The board is determining a date and location for a public forum. Karen Versuk, the township’s operations officer, said, “We need to inform our public so if they are approached for an easement, they know what the value is. They ought to pay for what they are taking from you. This [pipeline] does not benefit this community one iota. It only provides cheaper energy for some people a couple hundred miles from here.”

Now that the demolition work on the Red Rose Inn is complete, one of the next steps will be re-roofing the building. The supervisors have been considering either a metal roof or cedar shake shingles. “The building is unique, and I personally feel it should have cedar shake roof, and the dormers in front should stay,” Mason said.

Historical Commission member Kathy Wandersee quoted an 1853 newspaper article that referred to the dormers on the front of the Red Rose Inn, proving that they were part of the original building. “It will be much more historically accurate,” she said, agreeing with Mason. The rest of the board agreed to use cedar shake shingles and restore the dormer windows.

As usual, discussion of the Red Rose led to a conversation about the status of the Jennersville Road and Baltimore Pike intersection. Township engineer Kevin Matson said that while the township has a verbal agreement from PennDOT for an $800,000 grant through the public/private pilot program, “we still don’t have anything in writing.”

Matson and the supervisors discussed applying for an additional grant through the Pennsylvania Department of Community and Economic Development Multimodal Transportation Fund.
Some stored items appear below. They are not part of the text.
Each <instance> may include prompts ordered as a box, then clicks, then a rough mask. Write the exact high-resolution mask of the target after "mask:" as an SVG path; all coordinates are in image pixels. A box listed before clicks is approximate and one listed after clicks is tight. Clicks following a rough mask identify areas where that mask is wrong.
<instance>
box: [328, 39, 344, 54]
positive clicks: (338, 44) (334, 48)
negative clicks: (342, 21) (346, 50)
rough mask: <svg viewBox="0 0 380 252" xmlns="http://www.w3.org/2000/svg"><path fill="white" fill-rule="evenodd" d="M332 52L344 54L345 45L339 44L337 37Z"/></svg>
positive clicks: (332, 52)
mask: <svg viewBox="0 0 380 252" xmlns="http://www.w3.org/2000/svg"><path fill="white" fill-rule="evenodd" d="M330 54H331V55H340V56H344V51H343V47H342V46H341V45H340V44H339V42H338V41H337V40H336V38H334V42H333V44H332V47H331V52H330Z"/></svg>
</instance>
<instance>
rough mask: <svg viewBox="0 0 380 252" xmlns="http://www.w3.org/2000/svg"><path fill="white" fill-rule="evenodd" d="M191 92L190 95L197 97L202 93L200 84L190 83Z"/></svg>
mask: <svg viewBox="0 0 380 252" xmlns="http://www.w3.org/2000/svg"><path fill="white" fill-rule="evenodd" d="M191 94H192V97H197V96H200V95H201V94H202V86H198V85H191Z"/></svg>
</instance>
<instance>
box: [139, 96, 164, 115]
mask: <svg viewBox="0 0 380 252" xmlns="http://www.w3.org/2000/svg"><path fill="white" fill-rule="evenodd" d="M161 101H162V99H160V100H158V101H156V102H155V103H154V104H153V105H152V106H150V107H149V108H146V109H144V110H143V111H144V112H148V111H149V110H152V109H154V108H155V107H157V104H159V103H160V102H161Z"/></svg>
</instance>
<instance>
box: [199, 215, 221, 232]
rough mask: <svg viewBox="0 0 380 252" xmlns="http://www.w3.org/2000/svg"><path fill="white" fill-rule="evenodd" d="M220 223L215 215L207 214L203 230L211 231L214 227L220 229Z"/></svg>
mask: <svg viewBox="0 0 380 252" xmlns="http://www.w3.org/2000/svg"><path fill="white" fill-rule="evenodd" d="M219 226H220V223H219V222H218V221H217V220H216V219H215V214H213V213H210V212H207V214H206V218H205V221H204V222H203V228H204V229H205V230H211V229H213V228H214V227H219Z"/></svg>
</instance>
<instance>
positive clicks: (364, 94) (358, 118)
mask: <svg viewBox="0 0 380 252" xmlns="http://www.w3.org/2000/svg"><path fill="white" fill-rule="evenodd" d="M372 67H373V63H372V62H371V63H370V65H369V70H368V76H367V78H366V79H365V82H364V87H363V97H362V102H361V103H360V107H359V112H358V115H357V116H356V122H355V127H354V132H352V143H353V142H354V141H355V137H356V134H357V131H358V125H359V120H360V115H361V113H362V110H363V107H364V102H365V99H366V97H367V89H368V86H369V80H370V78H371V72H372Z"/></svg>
He noted that the multimodal grant would be awarded in November. “It leaves you an option,” he said.

Township solicitor Sam McMichael reported to the board on the status of Ovations’ application for dedication. “We had a deadline of Sept. 1 and it was not satisfied on time,” he said, explaining that one crucial piece missing from the Home Owners Association (HOA) was an amendment stating that the township would not be held responsible for any damage to the Belgian block curbs in the community. “We were willing to accept it this year, but now it is past the window, so the township would not get reimbursed from the state [for snow plowing],” McMichael said.
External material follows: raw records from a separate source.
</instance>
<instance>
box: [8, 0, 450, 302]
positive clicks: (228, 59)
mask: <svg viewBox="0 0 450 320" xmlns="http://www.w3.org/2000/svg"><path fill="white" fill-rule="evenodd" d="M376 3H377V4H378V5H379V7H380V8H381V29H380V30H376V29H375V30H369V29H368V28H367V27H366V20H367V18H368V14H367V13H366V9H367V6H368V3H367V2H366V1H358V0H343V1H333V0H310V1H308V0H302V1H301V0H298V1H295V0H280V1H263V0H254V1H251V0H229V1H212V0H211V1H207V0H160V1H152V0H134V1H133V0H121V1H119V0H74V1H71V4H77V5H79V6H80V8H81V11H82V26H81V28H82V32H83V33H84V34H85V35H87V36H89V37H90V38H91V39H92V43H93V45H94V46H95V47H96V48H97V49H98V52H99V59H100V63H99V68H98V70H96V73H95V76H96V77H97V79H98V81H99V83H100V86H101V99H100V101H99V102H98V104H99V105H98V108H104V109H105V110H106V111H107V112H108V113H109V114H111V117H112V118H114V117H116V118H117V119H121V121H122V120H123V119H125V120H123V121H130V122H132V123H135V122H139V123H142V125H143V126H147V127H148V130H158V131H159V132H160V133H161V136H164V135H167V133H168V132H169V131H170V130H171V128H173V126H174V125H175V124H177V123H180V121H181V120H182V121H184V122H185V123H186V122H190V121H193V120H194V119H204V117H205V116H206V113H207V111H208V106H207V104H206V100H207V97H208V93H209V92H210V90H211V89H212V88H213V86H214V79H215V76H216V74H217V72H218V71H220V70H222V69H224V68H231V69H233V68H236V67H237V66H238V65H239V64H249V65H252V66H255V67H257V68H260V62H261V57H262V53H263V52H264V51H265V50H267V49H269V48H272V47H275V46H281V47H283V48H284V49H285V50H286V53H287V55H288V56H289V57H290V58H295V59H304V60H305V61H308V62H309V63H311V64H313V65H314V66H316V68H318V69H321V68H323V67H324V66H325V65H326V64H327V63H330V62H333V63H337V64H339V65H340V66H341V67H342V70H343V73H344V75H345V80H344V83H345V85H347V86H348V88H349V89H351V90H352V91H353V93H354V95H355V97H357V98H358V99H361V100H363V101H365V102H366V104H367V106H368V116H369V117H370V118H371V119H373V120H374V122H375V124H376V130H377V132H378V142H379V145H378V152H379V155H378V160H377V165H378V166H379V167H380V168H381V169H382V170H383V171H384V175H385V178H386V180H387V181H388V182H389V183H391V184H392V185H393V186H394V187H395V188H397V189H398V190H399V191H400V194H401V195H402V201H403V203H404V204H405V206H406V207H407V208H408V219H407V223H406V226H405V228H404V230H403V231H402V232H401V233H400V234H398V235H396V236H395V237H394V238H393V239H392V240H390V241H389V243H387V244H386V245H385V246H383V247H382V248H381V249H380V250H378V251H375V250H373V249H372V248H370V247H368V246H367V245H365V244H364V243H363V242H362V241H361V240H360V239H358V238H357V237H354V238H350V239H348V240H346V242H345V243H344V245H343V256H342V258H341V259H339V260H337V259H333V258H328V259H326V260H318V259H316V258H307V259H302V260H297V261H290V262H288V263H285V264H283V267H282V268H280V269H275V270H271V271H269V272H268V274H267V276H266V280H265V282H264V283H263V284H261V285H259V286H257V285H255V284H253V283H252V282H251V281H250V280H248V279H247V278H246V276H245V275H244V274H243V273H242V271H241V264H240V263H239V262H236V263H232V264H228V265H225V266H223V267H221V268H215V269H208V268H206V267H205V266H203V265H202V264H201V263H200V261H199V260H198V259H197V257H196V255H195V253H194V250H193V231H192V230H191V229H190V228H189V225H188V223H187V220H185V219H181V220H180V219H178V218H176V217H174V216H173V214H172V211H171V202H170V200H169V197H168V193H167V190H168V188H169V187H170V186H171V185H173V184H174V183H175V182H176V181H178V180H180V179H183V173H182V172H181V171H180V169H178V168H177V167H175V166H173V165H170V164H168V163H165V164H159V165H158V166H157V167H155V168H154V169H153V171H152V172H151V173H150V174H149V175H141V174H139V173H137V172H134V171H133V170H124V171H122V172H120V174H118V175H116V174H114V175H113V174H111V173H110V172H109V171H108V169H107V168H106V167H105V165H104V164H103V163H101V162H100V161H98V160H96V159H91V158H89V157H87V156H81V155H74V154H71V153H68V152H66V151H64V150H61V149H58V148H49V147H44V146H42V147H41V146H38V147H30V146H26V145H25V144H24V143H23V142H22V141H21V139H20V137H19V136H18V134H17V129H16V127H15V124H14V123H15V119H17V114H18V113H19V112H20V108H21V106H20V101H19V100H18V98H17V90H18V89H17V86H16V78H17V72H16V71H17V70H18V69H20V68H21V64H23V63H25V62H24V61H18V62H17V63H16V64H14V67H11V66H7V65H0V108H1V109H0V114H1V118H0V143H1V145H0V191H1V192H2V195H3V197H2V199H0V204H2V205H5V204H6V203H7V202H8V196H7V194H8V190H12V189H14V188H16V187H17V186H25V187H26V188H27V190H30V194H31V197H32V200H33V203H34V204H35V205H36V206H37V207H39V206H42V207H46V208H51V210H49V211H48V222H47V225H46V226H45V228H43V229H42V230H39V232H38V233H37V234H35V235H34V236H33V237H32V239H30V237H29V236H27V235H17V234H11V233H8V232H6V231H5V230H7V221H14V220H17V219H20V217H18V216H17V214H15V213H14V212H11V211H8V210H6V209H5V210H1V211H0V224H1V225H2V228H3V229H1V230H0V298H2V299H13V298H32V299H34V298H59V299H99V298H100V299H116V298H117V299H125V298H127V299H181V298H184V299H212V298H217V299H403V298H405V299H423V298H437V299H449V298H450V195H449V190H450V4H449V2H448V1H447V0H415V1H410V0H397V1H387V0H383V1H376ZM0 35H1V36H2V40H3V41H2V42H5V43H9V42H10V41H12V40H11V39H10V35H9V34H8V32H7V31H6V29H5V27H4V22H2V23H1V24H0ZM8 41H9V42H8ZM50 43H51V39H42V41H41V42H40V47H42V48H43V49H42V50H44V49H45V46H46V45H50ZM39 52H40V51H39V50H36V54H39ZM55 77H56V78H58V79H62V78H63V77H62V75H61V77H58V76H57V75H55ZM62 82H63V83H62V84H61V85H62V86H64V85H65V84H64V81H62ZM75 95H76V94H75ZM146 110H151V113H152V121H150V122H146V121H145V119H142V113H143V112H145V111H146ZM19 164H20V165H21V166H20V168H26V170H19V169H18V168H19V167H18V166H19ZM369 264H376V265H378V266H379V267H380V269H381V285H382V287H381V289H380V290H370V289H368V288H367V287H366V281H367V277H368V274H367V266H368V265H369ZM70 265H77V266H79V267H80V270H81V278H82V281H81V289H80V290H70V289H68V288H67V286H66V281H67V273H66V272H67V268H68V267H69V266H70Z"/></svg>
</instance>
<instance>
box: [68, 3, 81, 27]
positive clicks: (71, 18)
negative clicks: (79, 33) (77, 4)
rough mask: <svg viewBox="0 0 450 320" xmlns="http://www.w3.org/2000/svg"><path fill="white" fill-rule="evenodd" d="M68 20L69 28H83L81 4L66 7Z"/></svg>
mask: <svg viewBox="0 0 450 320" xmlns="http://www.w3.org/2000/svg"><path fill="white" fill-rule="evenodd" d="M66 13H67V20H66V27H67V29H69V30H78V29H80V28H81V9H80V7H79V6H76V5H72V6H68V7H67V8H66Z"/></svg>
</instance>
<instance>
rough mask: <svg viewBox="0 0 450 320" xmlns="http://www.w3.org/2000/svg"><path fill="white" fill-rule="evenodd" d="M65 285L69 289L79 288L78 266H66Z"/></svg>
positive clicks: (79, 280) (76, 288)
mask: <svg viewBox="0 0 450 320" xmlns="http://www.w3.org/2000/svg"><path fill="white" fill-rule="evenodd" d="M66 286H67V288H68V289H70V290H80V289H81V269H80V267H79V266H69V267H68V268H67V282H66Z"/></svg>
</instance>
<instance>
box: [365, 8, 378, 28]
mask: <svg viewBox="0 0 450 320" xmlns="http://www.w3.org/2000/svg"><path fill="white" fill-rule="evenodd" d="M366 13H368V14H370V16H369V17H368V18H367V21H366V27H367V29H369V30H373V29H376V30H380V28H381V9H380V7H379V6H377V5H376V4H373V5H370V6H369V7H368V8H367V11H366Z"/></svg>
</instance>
Mason then proposed an idea HOA president Carol Beehler, “What if the HOA paid us what PennDOT liquid fuels would be paying us for snow plowing [in Ovations]? Would that work?”

“That sounds very reasonable,” Beehler responded. She promised to get the amendment over to McMichael immediately.

The board rejected all three bids that had been received to buy out the leases on two cell towers at their Sept. 2 meeting.

“The bids that came in aren’t what we think they are worth,” Mason said. “So we are not accepting any of them. If we do put it out to bid again, we will put a minimum bid on it.”

The two bids, that included both towers, came in at $565,000 and $554,000, while the third bid for just one tower was $380,000. When asked by an audience member what he thought they were worth, Mason said about $500,000 each.

During the public comment period, Mary Lou Fieni, a resident of the Village of Rose View, aired her grievances about her home in the community. She said her basement is constantly wet, and part of her grass is wet 365 days a year. She questioned how this was missed by a township inspection.

McMichael, who has spoken to her several times about the issues, replied, “You have a lawyer trying to find a remedy for you. We’ve instructed our zoning officer to do his job. Look at the approved plan; if it doesn’t match what’s there, then someone has some answering to do.”

“I just want other people to see what I am going through,” Fieni said. “They are building two houses right now on underground springs.”

Final plans for the 11th annual Health & Wellness Community Picnic, slated Sept. 26 from 11 a.m. to 4 p.m. at the Penn Township Park, are coming together. The event is free, thanks to the generosity of many sponsors.